# Functions to query PurpleAir

This notebook retrieves 10 minute average readings from PurpleAir Sensors (using ATM estimations) in Minneapolis and cleans/explores the entries.

## [PurpleAir Documentation](https://api.purpleair.com)

### From PurpleAir: 

"The data from individual sensors will update no less than every 30 seconds." 
"limit the number of requests to no more than once every 1 to 10 minutes,"
"If retrieving data from multiple sensors at once, please send a single request rather than individual requests in succession."

A paper on this process: https://doi.org/10.5194/amt-14-4617-2021 (Link for [Download](https://www.researchgate.net/publication/352663348_Development_and_application_of_a_United_States-wide_correction_for_PM25_data_collected_with_the_PurpleAir_sensor) )

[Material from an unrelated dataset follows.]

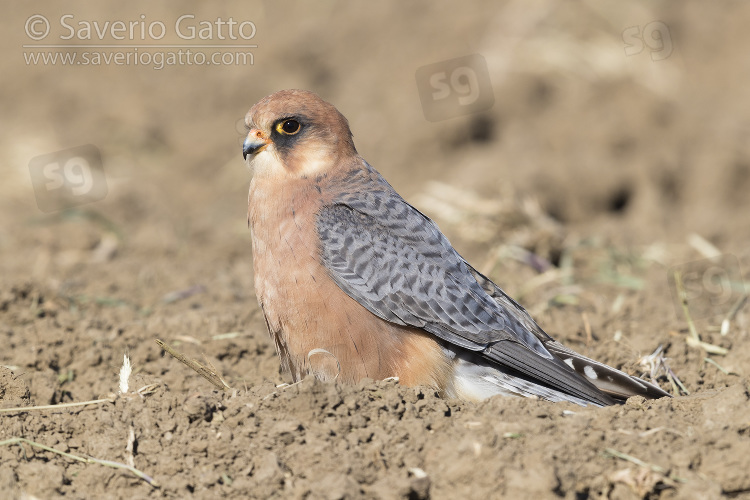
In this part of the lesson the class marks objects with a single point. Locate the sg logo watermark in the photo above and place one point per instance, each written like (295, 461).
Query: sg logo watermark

Chat on which PM Estimate to use: https://community.purpleair.com/t/pm2-5-algorithms/3972/6

## Prep

### Import Packages

In [1]:
# File Manipulation

import os # For working with Operating System
from dotenv import load_dotenv # Loading .env info

# Web

import requests # Accessing the Web

# Time

import datetime as dt # Working with dates/times
import pytz # Timezones

# Database 

import psycopg2
from psycopg2 import sql

# Data Manipulation

import numpy as np
import geopandas as gpd
import pandas as pd

### Global Variables

In [2]:
load_dotenv() # Load .env file

## API Keys

purpleAir_api = os.getenv('PURPLEAIR_API_TOKEN') # PurpleAir API Read Key

## Database credentials

creds = [os.getenv('DB_NAME'),
         os.getenv('DB_USER'),
         os.getenv('DB_PASS'),
         os.getenv('DB_PORT'),
         os.getenv('DB_HOST')
        ]

pg_connection_dict = dict(zip(['dbname', 'user', 'password', 'port', 'host'], creds))  

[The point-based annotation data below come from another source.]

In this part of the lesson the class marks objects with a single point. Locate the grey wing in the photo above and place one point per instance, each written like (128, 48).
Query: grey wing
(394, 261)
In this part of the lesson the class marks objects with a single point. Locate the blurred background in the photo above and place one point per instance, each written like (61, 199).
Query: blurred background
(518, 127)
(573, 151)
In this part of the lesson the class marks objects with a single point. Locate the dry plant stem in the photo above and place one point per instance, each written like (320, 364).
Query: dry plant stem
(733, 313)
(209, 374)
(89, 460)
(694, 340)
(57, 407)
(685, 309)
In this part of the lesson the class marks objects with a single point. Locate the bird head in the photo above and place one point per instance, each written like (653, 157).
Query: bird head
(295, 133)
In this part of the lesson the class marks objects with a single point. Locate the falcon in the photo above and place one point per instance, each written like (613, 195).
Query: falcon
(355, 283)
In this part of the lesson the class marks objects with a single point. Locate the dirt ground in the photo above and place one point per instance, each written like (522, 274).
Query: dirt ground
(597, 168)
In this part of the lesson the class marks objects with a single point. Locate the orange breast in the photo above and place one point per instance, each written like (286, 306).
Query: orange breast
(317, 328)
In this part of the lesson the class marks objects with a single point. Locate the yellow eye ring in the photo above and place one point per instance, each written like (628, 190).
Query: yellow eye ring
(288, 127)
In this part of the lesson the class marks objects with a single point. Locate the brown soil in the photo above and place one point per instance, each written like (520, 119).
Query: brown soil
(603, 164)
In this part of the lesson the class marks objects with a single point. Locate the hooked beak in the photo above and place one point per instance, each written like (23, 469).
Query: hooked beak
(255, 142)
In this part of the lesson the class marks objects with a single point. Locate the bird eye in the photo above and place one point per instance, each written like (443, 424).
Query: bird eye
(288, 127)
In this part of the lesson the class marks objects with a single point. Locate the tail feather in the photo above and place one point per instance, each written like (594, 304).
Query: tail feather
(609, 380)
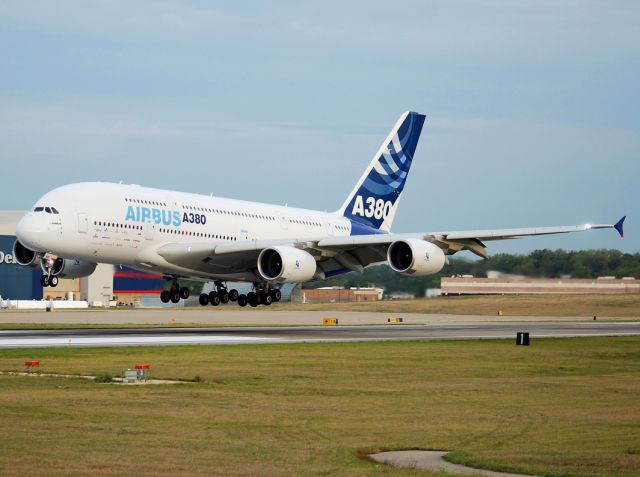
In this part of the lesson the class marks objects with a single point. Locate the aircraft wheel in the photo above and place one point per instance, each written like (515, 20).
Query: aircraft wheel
(276, 295)
(164, 296)
(224, 296)
(214, 299)
(174, 296)
(266, 298)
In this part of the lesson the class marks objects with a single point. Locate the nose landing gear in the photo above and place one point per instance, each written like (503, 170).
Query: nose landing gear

# Other Constants - should be system arguments of some sort

spike_threshold = 35 # Value which defines an AQ_Spike (Micgrograms per meter cubed)

# When to stop the program?
days_to_run = 7 # How many days will we run this?
timestep = 10 # Sleep time in between updates (in Minutes)
stoptime = dt.datetime.now() + dt.timedelta(days=days_to_run) # When to stop the program (datetime)

## Initial Functions

### Get sensor_ids from database

In [3]:
def get_sensor_ids(pg_connection_dict):
    '''
    This function gets the sensor_ids of all sensors in our database
    Returns a pandas Series
    '''

    # Connect
    conn = psycopg2.connect(**pg_connection_dict) 
    # Create cursor
    cur = conn.cursor()

    cmd = sql.SQL('''SELECT sensor_index 
    FROM "PurpleAir Stations"
    ''')

    cur.execute(cmd) # Execute
    conn.commit() # Committ command

    # Unpack response into pandas series

    sensor_ids = pd.DataFrame(cur.fetchall(), columns = ['sensor_index']).sensor_index

    # Close cursor
    cur.close()
    # Close connection
    conn.close()

    return sensor_ids

### Get Sensors Data from PurpleAir

In [4]:
def getSensorsData(query='', api_read_key=''):

    # my_url is assigned the URL we are going to send our request to.
    url = 'https://api.purpleair.com/v1/sensors?' + query

    # my_headers is assigned the context of our request we want to make. In this case
    # we will pass through our API read key using the variable created above.
    my_headers = {'X-API-Key':api_read_key}

    # This line creates and sends the request and then assigns its response to the
    # variable, r.
    response = requests.get(url, headers=my_headers)

    # We then return the response we received.
    return response

## PurpleAir API Experiments

### Query to DataFrame Pipeline

In [5]:
#Setting parameters for API
fields = ['pm2.5_10minute', 'channel_flags' , 'last_seen']

fields_string = 'fields=' + '%2C'.join(fields)

In [6]:
# Query only for sensors in our database

sensor_ids = get_sensor_ids(pg_connection_dict) # Get the sensor ids as a pandas series

sensor_string = 'show_only=' + '%2C'.join(sensor_ids.astype(str))

In [7]:
# # Query only for sensors modified since <- This didn't seem to work

# prev_runtime = dt.datetime.now() # Dummy variable

# formatted_time = str(int(prev_runtime.timestamp()))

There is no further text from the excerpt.